Se puso algo nervioso. Le llamaba por el paquete sospechoso entregado en Central Park West en el preciso instante en que se dirigía hacia allí para recoger a Scarpetta.
—Bien. ¿Has descubierto algo?
—El ordenador ha encontrado una coincidencia en una de nuestras bases de datos.
La base de datos de tatuajes, esperaba él. Se moría por tener información del gilipollas de la gorra de FedEx que había dejado un paquete sospechoso para la doctora.
—Podemos hablarlo en persona en nuestras oficinas. Esta mañana, más tarde.
—¿Más tarde? ¿Dices que has encontrado una coincidencia, pero que puede esperar?
—Va a tener que esperar hasta que el departamento de policía trate con el objeto. —Se refería al paquete FedEx. Estaba cerrado en un polvorín en Rodman's Neck y nadie sabía aún lo que contenía—. No sabemos si tenemos una referencia de un crimen con Central Park West.
—¿Lo que significa que la referencia quizá sea de otra cosa?
—Hablaremos cuando nos veamos.
—¿Entonces por qué me llamas ahora, como si fuera una emergencia?

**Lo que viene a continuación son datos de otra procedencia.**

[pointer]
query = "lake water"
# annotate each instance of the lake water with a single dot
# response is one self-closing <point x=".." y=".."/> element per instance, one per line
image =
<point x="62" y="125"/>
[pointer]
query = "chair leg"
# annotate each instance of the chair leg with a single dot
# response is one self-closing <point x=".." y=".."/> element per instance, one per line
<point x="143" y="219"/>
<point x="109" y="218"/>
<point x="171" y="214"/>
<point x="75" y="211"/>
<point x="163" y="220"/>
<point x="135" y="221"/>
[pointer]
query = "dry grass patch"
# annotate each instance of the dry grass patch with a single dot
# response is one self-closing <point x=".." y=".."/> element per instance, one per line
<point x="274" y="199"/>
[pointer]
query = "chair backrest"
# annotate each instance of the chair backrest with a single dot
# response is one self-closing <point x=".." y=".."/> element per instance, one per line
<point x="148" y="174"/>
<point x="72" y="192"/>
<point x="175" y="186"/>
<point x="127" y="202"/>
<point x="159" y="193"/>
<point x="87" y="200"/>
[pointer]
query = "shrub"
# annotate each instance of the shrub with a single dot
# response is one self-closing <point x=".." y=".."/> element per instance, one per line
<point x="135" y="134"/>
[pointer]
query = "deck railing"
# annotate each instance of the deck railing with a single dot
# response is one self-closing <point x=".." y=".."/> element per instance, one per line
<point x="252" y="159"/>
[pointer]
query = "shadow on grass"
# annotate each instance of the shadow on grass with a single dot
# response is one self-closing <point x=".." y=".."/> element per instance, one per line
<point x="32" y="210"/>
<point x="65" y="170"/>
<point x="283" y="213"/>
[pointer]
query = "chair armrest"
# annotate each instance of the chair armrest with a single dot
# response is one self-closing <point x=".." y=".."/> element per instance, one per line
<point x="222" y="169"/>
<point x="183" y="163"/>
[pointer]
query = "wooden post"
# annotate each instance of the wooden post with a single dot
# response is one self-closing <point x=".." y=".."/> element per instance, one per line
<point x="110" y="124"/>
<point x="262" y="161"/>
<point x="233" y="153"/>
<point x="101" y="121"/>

Le irritaba muchísimo que el FBI tuviera que llamarlo de inmediato y que después no le diese los detalles y le hiciese esperar hasta que fuera conveniente para ellos organizar una puta reunión.
—Supuse que estabas trabajando, ya que nos acaba de llegar la información —explicó Lanier—. Por el sello con la hora de la búsqueda. Parece que tienes turno de noche.
«Putas intrigas de despacho», pensó Marino, disgustado. No tenía nada que ver con el turno de noche de Marino. Tenía que ver con Lanier. Llamaba desde la central 384 porque evidentemente estaba en el despacho, y si había ido a trabajar a esas horas era porque algo importante lo requería. Pasaba algo gordo. Lanier le explicaba que ella decidiría quién más estaría presente en la reunión; traducido, que Marino no se enteraría de una mierda hasta que estuviese allí, fuera cuando fuera eso. En gran parte dependería de lo que la brigada de artificieros decidiese del paquete de Scarpetta.